The guided tour of the archeology site began at the upper part of Ephesus — the meeting place of the higher class of society — going toward the “downtown” or lower part of Ephesus. While there is much to see along the way, there were some highlights that truly stuck out. For example, the men’s latrines consisted of long wooden benches with side-by-side holes for doing your business. It was like a social gathering place where men would hangout and catch up while going to the bathroom. There’s also the Hillside Terrace Houses, which provide a glimpse into the life of Ephesus’ elite with their mosaic tiled floors and ancient villa-style architecture. Another highlight is the open-air Commercial Agora, where over 100 shops resided in an open-air plaza selling goods and slaves. And of course, the Celsius Library — once the third largest library in the world, home to over 12,000 scrolls — is possibly the most beautifully restored attraction in Ephesus. These are just a few of the many points of interest in Ephesus, with some others including the Temple of Hadrian, Gate of Hercules and the Trajan Fountain.

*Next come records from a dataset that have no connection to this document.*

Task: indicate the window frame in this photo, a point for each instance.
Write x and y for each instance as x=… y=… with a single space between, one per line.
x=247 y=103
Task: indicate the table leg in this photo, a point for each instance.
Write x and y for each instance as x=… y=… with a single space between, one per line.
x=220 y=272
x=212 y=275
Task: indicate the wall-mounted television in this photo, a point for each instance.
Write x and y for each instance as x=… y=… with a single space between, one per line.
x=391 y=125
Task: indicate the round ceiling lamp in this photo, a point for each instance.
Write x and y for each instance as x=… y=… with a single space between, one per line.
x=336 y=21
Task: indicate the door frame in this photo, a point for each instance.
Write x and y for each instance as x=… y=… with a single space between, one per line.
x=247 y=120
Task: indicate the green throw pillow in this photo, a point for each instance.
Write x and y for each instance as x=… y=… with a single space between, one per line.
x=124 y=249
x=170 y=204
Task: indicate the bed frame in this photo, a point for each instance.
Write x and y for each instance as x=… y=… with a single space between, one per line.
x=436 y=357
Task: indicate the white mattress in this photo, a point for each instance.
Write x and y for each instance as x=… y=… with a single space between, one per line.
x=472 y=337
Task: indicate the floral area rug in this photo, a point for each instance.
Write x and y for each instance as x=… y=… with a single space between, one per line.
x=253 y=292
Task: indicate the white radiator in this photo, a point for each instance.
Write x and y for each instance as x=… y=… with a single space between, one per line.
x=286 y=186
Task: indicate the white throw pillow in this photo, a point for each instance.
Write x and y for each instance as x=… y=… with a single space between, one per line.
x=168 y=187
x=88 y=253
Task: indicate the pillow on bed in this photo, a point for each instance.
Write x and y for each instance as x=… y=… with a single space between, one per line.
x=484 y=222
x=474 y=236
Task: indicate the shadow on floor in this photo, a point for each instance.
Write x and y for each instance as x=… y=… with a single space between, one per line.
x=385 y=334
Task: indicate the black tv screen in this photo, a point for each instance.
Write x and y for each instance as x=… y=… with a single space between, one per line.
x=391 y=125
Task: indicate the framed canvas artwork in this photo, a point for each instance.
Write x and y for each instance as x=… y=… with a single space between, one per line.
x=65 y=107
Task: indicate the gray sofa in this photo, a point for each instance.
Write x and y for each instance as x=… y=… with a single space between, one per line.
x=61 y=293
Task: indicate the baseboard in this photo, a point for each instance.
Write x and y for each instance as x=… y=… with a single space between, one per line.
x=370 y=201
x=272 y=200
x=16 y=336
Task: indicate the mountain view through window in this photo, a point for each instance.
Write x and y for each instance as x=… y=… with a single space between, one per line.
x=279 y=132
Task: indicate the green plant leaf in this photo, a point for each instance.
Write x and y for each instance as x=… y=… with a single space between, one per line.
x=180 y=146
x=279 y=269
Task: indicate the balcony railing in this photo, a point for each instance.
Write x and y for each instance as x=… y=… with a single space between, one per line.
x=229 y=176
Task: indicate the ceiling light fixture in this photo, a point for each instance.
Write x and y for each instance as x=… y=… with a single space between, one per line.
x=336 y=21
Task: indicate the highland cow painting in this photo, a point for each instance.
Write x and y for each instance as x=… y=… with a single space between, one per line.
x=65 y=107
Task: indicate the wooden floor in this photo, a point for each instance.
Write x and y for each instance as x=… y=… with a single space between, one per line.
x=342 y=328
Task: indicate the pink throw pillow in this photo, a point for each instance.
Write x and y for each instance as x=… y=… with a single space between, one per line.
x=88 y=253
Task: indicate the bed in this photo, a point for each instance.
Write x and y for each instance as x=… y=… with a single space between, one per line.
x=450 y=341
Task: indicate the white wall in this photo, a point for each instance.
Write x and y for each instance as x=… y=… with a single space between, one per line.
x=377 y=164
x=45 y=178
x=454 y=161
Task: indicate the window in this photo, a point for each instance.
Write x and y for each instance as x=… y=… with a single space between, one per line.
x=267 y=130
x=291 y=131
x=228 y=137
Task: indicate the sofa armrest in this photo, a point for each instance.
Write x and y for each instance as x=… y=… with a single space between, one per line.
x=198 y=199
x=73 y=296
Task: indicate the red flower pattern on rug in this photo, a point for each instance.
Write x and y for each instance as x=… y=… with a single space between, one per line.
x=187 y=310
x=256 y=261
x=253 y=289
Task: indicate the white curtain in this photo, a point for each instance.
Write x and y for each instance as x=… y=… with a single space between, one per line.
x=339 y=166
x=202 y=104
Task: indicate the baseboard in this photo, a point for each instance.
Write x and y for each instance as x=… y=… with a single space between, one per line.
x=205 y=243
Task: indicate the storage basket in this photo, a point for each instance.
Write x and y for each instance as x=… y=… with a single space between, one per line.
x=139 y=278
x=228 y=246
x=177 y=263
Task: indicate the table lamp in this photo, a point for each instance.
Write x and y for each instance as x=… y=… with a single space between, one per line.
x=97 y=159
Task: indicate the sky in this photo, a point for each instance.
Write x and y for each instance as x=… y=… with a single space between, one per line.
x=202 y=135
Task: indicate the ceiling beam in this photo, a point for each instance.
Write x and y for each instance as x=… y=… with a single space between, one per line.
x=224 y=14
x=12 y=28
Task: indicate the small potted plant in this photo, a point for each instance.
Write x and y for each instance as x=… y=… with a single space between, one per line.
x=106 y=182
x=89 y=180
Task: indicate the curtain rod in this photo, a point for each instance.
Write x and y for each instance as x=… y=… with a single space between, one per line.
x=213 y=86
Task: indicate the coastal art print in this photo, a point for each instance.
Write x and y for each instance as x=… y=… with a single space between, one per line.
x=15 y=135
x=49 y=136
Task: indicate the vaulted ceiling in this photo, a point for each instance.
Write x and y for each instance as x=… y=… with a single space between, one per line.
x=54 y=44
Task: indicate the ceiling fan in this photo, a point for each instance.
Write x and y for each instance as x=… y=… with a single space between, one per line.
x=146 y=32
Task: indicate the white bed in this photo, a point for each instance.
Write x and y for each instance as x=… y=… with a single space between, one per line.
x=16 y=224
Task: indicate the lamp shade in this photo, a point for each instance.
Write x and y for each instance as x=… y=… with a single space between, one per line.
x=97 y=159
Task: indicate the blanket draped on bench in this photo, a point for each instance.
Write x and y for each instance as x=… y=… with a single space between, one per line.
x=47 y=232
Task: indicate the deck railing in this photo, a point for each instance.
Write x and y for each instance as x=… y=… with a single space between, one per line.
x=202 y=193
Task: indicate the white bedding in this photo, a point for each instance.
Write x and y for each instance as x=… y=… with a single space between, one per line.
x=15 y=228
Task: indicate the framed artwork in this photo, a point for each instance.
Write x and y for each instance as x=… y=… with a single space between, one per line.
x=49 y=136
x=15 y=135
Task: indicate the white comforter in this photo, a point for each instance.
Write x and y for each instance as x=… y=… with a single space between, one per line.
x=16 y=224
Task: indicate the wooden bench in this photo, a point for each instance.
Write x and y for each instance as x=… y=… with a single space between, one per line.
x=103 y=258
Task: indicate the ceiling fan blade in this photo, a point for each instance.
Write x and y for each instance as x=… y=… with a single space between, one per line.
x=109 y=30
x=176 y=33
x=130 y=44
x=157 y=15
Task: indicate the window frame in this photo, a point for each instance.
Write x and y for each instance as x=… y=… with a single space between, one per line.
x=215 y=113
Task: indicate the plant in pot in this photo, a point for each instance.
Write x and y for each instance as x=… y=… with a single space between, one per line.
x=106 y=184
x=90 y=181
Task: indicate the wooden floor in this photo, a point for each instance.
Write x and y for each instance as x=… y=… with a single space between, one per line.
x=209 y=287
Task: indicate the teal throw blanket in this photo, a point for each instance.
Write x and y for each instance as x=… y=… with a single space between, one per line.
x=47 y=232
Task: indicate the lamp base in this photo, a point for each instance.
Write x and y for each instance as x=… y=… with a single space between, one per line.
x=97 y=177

Next, the group explored Turkish culture through the tongue by sampling an array of local dishes at a restaurant called Turkmen. To start, we were served a creamy, tangy tzatziki; fresh local olives; salad made with local produce; Turkish pastries rolled like cigars and filled with cheese; a plate of fried potatoes topped with eggplant and tomato; and fluffy bread rolls. The main course was grilled chicken skewers, kofte and Turkish rice, which I paired with a refreshing glass of local white wine. The experience finished with sweet local melon.
As Turkmen is part of Turkmen Carpet, a demonstration on how the carpets are crafted was also part of the experience. Carpets have been around for at least 4,000 years, meaning they tell the story of humanity from past to present and future. The process begins with the beating of silk cocoons with a brush in hot water. Gather the silk away from the brush and it will unravel so you can thread it into a giant wooden wheel. Once you’ve threaded a bunch of the silk cocoons into the wheel you can spin it quickly, allowing all of them to unravel. The water appears as if it’s boiling as the cocoons bounce quickly up and down.
From there, we saw the women actually hand-weaving the patterns. In Turkey they use a double looping knot (Turkish or Ghiordes Knot) technique that’s only used on Turkish carpets. These women create both simple and intricate patterns with these knots and all-natural dyes. An interesting experience comes when the group is instructed to remove their shoes and socks and walk over the different wool and silk carpets to feel the differences with their bare feet. It’s like going to a spa as immediate relaxation washed over you. Interestingly, you can actually see how the patterns change color depending on where you’re standing, as all hand-made carpets feature piles that sit at 45 degree angles so one side absorbs light and one reflects it. Additionally, the oil in the wool gives it a shiny appearance.
This tour is a great option for those who want to experience ancient Turkish culture when visiting Kusadasi.